John Carpenter’s horror cult classic The Thing was released in June 1982 to spectacularly negative reviews. New York Times film critic, Vincent Canby, summarised the film (and a host of like-minded critics) as “foolish” and “depressing.” Canby piled on by characterizing the actors as “props to be hacked, disembowelled, and decapitated, finally to be eaten and then regurgitated.” In case his opinion wasn’t clear enough Canby punctuated his contempt for the film by calling it “too phony to be disgusting” and “instant junk.” Roger Ebert was more polite in his review of what he called “a great barf-bag movie”, while dismissing the ensemble cast as “setups for an attack by the Thing.” In the forty years since its release, The Thing has transformed into a beloved masterpiece of horror and suspense. What was once considered a poor imitation of science-fiction cinema is now regarded by many as one of the finest films of the sci-fi horror genre and possibly the best B-movie of all time.
The Thing’s plot is wonderfully simple. A small group of American research scientists is stationed at a remote location in Antarctica. One day the U.S. camp is disrupted by a neighbouring Norwegian helicopter chasing and shooting at an escaped sled dog. Alarmed by this sudden and crazed behaviour, the American researchers kill the two men and destroy the aircraft. They take the dog in and decide to check on the Norwegian camp. What the team finds is disturbing. Everyone is dead, and the base is in ruins. It also appears the Norwegians only recently discovered something ancient and terrible buried in the ice. The team brings one of the charred corpses back to the base for an autopsy that reveals a troubling combination of human and alien-like characteristics. Later that night, the men are alerted to the dog kennel. The dog they let in that morning has mutated into a horrifying thing that is now attacking them. Although the creature is killed, the team faces an awful conclusion. An alien parasite with the ability to perfectly imitate other lifeforms has been let into the camp. Who among them has been infected, and how can they stop this thing before it escapes to civilization?

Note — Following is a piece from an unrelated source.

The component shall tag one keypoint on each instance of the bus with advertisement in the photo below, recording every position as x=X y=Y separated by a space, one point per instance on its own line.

In 1951 a film called The Thing from Another World was adapted from a short story by John Campbell called Who Goes There? In a sure sign of the times, the film was perceived more as an allegory for McCarthy-ism than an entertaining piece of science fiction. It was viewed through the prism of communism and a permeating paranoia that closeted communists were lurking next door. In the mid-1970s, pre-production began on a more faithful adaptation of the 1938 novella. Universal Pictures cycled through several writers and directors before settling on an up-and-coming director named John Carpenter. In 1978 this relatively unknown 30-year-old filmmaker released an independent, low-budget horror movie called Halloween. It went on to define an entire genre of slasher films and catapulted this young director into the Hollywood mainstream. The studio was passing on other directors for The Thing, Carpenter followed the massive success of Halloween with two more popular low-budget independent films: The Fog in 1980 and Escape From New York in 1981. Hollywood took notice and Universal Pictures decided it was time for a big studio to back the wunderkind director.

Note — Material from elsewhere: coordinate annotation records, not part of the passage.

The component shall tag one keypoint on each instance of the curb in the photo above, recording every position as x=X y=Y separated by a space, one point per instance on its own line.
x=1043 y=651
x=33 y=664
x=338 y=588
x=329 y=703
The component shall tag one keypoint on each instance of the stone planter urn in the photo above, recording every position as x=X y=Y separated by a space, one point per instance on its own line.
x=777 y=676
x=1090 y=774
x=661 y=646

With studio resources now at his disposal, the newly minted horror expert hired an inexperienced 21-year-old special makeup effects artist, Rob Bottin (Game of Thrones, Se7en), to lead the special effects team for The Thing. Carpenter’s shoestring budget for Halloween limited what could be feasibly shown to the audience. Consequently, the gore was primarily implied. For The Thing, he unleashed Bottin and his small team of makeup artists and told them, “This time we are going to show everything.” Judging by the critical response and overall reception, people weren’t prepared for this next gross-out level. The age of CGI has rendered practical effects nearly irrelevant. It is why audiences should take note when they appear on the screen. From a severed head sprouting spider-like legs to a stomach opening into a grotesque mouth that severs a person’s arms (a simple prosthetic Jell-O mould was used for the arms), the special effects have aged remarkably well in the forty years since The Thing’s release.

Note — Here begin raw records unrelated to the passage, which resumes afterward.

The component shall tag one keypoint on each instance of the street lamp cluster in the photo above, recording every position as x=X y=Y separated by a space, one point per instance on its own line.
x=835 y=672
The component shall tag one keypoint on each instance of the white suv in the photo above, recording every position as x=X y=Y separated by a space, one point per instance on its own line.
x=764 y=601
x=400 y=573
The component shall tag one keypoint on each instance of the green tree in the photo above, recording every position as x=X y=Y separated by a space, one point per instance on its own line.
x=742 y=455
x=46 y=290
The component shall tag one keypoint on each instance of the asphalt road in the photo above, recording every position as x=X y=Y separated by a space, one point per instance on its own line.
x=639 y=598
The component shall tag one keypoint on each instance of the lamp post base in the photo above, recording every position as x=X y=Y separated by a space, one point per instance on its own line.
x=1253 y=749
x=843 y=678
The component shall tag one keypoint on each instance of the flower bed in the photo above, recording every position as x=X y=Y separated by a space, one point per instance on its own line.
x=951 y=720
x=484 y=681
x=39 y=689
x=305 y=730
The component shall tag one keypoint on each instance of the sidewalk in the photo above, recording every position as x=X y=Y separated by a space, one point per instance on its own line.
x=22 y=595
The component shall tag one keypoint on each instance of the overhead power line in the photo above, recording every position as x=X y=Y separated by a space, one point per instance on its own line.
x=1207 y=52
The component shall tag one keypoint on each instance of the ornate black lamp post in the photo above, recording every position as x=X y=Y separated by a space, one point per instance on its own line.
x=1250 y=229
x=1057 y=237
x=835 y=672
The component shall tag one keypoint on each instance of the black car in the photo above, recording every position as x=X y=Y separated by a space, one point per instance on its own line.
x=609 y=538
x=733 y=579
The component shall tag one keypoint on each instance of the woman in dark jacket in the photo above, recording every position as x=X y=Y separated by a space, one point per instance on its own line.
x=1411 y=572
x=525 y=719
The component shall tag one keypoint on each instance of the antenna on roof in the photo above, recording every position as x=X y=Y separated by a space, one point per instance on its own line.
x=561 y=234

In addition to the cringe-worthy special effects, there is an ambiguity in the storytelling that makes The Thing extremely re-watchable. Instead of extensive backstory and heavy exposition to ensure the audience can connect every dot, Carpenter prefers an atmosphere of uncertainty. He likes to leave subtle clues that become more apparent during subsequent viewings. Other questions are left to pure speculation and open discussion. When and how did the Thing get buried in the ice? Who did the dog infect first? How does the Thing take over its victims? Who framed MacReady? Carpenter was criticised for leaving loose ends and using one-dimensional characters as props. The fact that none of the characters is given a backstory creates more mystery. While each character in the ensemble fulfils his specific role in the narrative (MacReady as the pilot, Childs as the mechanic, Copper as the doc, etc.), the Thing is trying to blend in and fool the others by mimicking the roles that each of them to were assigned to play. Consequently, suspicion amongst the men drives a paranoia that threatens to do more damage to the team than the Thing could do on its own.
The ensemble cast includes terrific performances by Kurt Russell as Mac, Keith David as Childs, Wilford Brimley as Blair, and a wickedly intelligent canine named Jed as the Dog Thing. During the 80’s, Kurt Russell was to John Carpenter as John Wayne was to John Ford. The iconic actor has starred in three Carpenter classics. In addition to the introverted helicopter pilot MacReady, Russell played the war hero “Snake” Plissken in Escape from New York and the swashbuckling Jack Burton in Big Trouble in Little China. Carpenter also convinced the legendary Ennio Morricone (The Good, The Bad, and The Ugly) to score the film. The result is a simple riff using synthesizers that sounds similar to the legendary director's own scores from his previous films.
It is rare when a film is hated initially and then transforms over time into a widely respected work of art. Upon its release, during the summer of 1982 the United States was in the middle of a recession. Audiences were craving positivity and found it in Steven Spielberg’s sentimental, family friendly E.T. the Extra-Terrestrial, which was released earlier in the year. The Thing is bleak and depressing and an indictment of human nature.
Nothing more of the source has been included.